Note, these are only records that occurred when processing records from Kinesis streams. Workflow failures are handled differently.

Kinesis Stream logging

Notification Stream messages

Cumulus includes two Lambdas (KinesisInboundEventLogger and KinesisOutboundEventLogger) that utilize the same code to take a Kinesis record event as input, deserialize the data field and output the modified event to the logs.

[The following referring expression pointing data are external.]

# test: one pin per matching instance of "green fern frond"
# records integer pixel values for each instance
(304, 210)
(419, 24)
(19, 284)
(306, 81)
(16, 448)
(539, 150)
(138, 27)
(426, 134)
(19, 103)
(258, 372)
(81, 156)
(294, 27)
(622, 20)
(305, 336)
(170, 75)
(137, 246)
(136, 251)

When a kinesis rule is created, in addition to the messageConsumer event mapping, an event mapping is created to trigger KinesisInboundEventLogger to record a log of the inbound record, to allow for analysis in case of unexpected failure.

Response Stream messages

Cumulus also supports this feature for all outbound messages. To take advantage of this feature, you will need to set an event mapping on the KinesisOutboundEventLogger Lambda that targets your response-endpoint. You can do this in the Lambda management page for KinesisOutboundEventLogger. Add a Kinesis trigger, and configure it to target the cnmResponseStream for your workflow:

Screenshot of the AWS console showing configuration for Kinesis stream trigger on KinesisOutboundEventLogger Lambda

Once this is done, all records sent to the response-endpoint will also be logged in CloudWatch. For more on configuring Lambdas to trigger on Kinesis events, please see creating an event source mapping.